É a sentença dada pela própria natureza, que mostra aos homens tão “fortes” a

sua grande fraqueza; por não saber conviver, destroem só para fazer, da morte surgir

riqueza.

E assim despem a terra, de toda sua cobertura, deixando à mostra as feridas em

sua carne batida, veias secas, sem poder levar a vida.

Parece uma chapa quente expulsando os animais, os pássaros e os insetos; povos

perdem os direitos, deixando de ser sujeitos, e vão se amontoando em alguns poucos

locais.

Em seu ventre machucado jogam os fortes venenos, como se fosse remédio. Os

filhos que nela vivem misturando a dor e o tédio, procuram sem resultado, o ar puro,

que vinha de trás da encosta. Hoje a chuva cai e lava deixando os ossos à mostra.

Como a careca do homem se descabela a montanha, luzindo ao calor do sol que

bate em sua crosta dura, onde as unhas dos arados passam, mas já não arranham.

Folhas secas já não caem. A terra morre de fome. E se ela nada produz, nada os

seus filhos comem. Sem água a terra endurece. O peixe some, e então no homem, a

fome cresce.

Quando a lua surge no alto, já não tem o que fazer. Olha acanhada e não vê

aquele trabalhador que, banhado de suor, parava pra adormecer.

As fases da lua não vogam, crescente, cheia ou minguante, isso ficou tão

distante, esquecido na memória, porque hoje a grande glória, das modernas invenções é

cuidar das plantações com água que queima o abrigo, como se milhões de insetos

fossem todos inimigos.


Muita contaminação, muita fome, muita sede. Não há canto de cigarras nem

gente que arma redes. Já não se espalham sementes, nem há vizinhos e visitas, falta

pomares floridos, danças, vestidos de chita.

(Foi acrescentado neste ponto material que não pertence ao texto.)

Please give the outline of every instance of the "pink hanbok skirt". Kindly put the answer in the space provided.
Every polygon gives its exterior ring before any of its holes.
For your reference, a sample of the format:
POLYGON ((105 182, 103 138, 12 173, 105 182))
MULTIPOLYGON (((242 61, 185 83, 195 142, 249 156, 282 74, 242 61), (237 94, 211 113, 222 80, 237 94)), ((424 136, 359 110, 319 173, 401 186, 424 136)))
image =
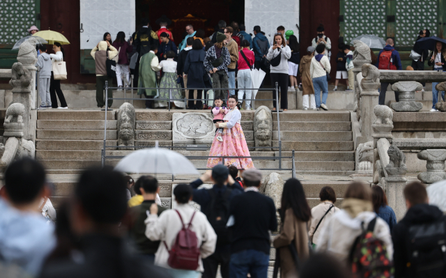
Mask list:
MULTIPOLYGON (((246 144, 245 134, 240 123, 236 123, 232 128, 223 130, 222 137, 223 141, 217 139, 219 133, 215 134, 214 141, 212 142, 209 156, 250 156, 248 146, 246 144)), ((208 168, 213 168, 217 164, 224 164, 223 159, 210 157, 208 159, 208 168)), ((255 168, 251 158, 225 158, 225 162, 236 167, 239 169, 255 168)))

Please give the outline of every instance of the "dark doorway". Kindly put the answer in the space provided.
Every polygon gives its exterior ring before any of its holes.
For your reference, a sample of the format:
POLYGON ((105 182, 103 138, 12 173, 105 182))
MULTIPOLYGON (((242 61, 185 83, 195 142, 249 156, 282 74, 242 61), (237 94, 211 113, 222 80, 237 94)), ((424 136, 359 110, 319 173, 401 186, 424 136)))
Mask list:
POLYGON ((332 70, 330 75, 336 77, 336 56, 339 41, 339 1, 332 0, 300 0, 300 54, 307 55, 307 47, 316 36, 316 29, 323 24, 325 34, 332 42, 332 70), (323 7, 321 8, 321 7, 323 7))
POLYGON ((148 17, 152 29, 158 30, 156 20, 166 15, 172 21, 168 28, 177 45, 185 36, 185 26, 189 24, 195 30, 203 29, 208 36, 220 20, 227 24, 232 21, 245 22, 245 0, 136 0, 135 3, 137 29, 141 26, 141 19, 148 17))

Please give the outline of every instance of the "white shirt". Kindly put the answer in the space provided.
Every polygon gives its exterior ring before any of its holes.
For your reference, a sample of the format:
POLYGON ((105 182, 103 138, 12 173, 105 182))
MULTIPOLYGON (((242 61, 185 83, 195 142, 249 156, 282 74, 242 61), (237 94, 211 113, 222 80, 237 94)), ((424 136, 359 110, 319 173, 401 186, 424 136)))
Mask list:
POLYGON ((176 62, 173 59, 163 60, 160 63, 164 72, 176 72, 176 62))

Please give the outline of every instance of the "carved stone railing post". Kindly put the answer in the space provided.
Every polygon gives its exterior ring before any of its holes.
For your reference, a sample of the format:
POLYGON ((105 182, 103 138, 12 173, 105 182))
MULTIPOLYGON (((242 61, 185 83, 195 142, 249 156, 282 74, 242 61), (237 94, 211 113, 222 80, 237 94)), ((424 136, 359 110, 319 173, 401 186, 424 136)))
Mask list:
POLYGON ((446 180, 445 171, 445 160, 446 160, 446 150, 428 149, 420 151, 417 157, 426 160, 427 171, 418 174, 418 179, 422 183, 431 184, 440 180, 446 180))
POLYGON ((392 85, 392 89, 399 92, 399 101, 391 105, 395 111, 408 112, 418 111, 423 108, 423 104, 415 102, 415 91, 423 88, 421 83, 413 81, 400 82, 392 85))

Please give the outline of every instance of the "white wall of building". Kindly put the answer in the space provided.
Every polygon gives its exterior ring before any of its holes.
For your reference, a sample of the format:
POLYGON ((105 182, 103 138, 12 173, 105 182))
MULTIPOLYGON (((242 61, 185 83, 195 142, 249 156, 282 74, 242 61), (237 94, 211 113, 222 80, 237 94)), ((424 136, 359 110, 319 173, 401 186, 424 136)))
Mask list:
POLYGON ((299 4, 299 0, 245 0, 246 32, 254 35, 254 26, 259 25, 271 42, 277 26, 283 25, 298 40, 299 4))
POLYGON ((105 32, 113 41, 121 31, 128 39, 135 29, 134 0, 80 0, 80 20, 81 49, 94 48, 105 32))

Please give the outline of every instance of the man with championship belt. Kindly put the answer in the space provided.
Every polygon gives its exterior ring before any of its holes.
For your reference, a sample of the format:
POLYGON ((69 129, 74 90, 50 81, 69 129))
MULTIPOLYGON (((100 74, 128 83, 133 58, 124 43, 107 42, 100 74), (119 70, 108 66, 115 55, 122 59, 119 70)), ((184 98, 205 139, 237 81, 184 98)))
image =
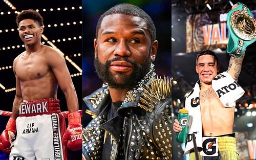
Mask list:
MULTIPOLYGON (((206 50, 198 54, 196 70, 199 80, 185 101, 189 116, 185 153, 190 153, 190 159, 239 159, 233 125, 235 102, 244 94, 237 82, 245 49, 256 40, 255 20, 250 14, 241 3, 228 14, 227 52, 231 57, 226 72, 217 75, 219 65, 214 52, 206 50)), ((173 127, 176 132, 182 130, 177 119, 173 127)))
POLYGON ((82 128, 65 60, 59 51, 41 43, 44 24, 38 12, 23 11, 16 23, 26 51, 13 62, 16 95, 12 115, 0 136, 0 149, 10 152, 12 160, 67 159, 67 146, 81 149, 82 128), (58 85, 69 111, 67 130, 56 99, 58 85))
POLYGON ((171 159, 171 86, 154 64, 151 18, 117 5, 99 19, 94 65, 103 84, 83 99, 93 119, 83 132, 84 159, 171 159))

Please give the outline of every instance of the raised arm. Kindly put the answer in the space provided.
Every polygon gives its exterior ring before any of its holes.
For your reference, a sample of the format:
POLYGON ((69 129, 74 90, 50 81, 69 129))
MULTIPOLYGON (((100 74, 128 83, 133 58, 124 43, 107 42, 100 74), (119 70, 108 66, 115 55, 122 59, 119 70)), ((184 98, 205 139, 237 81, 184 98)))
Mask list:
POLYGON ((233 54, 230 54, 230 59, 229 60, 229 64, 228 64, 228 72, 233 79, 237 82, 238 77, 240 74, 242 69, 242 62, 244 59, 245 53, 241 57, 237 57, 233 54))
POLYGON ((12 118, 14 120, 16 120, 18 116, 18 110, 19 104, 23 101, 23 98, 22 97, 22 90, 20 89, 20 81, 16 75, 15 72, 15 62, 16 59, 13 61, 13 72, 16 78, 16 94, 15 97, 14 98, 14 100, 13 101, 13 104, 12 105, 12 118))
POLYGON ((60 52, 51 48, 49 50, 47 53, 49 64, 65 95, 68 109, 70 112, 77 111, 77 96, 65 59, 60 52))

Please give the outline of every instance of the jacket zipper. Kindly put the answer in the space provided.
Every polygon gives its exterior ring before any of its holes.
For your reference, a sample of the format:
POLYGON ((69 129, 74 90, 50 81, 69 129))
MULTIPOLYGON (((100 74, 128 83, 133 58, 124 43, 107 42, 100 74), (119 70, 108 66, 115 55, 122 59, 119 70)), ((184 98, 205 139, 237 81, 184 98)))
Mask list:
POLYGON ((129 136, 128 138, 128 143, 126 146, 126 152, 125 153, 125 160, 128 159, 128 151, 129 150, 130 142, 131 137, 132 136, 132 132, 133 131, 133 121, 132 119, 132 110, 131 110, 131 131, 130 132, 129 136))

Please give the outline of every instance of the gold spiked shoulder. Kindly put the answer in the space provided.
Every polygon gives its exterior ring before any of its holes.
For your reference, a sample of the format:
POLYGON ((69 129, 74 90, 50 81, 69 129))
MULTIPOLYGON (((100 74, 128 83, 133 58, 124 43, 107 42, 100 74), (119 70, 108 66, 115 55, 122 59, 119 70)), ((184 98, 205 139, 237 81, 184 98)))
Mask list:
POLYGON ((148 77, 150 84, 143 85, 128 92, 123 103, 135 102, 137 94, 141 93, 137 106, 148 112, 152 112, 159 101, 171 96, 170 79, 164 76, 163 79, 157 76, 156 79, 148 77))

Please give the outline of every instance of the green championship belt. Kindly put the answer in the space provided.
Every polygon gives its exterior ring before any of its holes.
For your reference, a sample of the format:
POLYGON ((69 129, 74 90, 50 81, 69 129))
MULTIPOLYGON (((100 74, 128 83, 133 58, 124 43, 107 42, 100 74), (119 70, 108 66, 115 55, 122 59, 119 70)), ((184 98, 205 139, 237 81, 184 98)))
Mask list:
POLYGON ((246 47, 256 40, 256 21, 250 10, 244 4, 228 12, 227 24, 229 32, 227 52, 239 57, 246 47))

Os pobres tocos das árvores, abraçados às cicatrizes, olham tristes para os

troncos que arrastados vão embora. Igual à população que um dia deixou o sertão; sem

raízes vive agora.

Terra escura, vermelha ou matizada, deixou de sorrir porque se aposentaram as

enxadas. Em cada cabo havia gente, com os pés espalhando o mato e que produziam

canções naquele mundo pacato.

O silêncio das enxadas calou o braço sofrido que ficou sem serventia, como o

dia de chuva forte. A terra perdeu aos poucos milhões de seus habitantes, as empresas

transformaram sábios em ignorantes.

Não se sabe o que se planta, o que se colhe e o que se come. Hoje nos

laboratórios sementes mudam de nome, que depois vão lá pra terra como se fosse uma

guerra onde há duas partes lutando.

A cada palmo plantado, tanques, em tratores traçados, vão a vida bombardeando.

A terra boa, mas queimada, perde sua vitalidade, enquanto os braços balançam

na total ociosidade. Sempre é tempo de alertar, com a sã filosofia; que um povo não será

livre e nem terá alegria, enquanto seu alimento e todas as sementeiras, forem,

produzidas e trazidas, de fora de suas fronteiras.

Ademar Bogo, Julho 2007, Cartas de amor nº 10.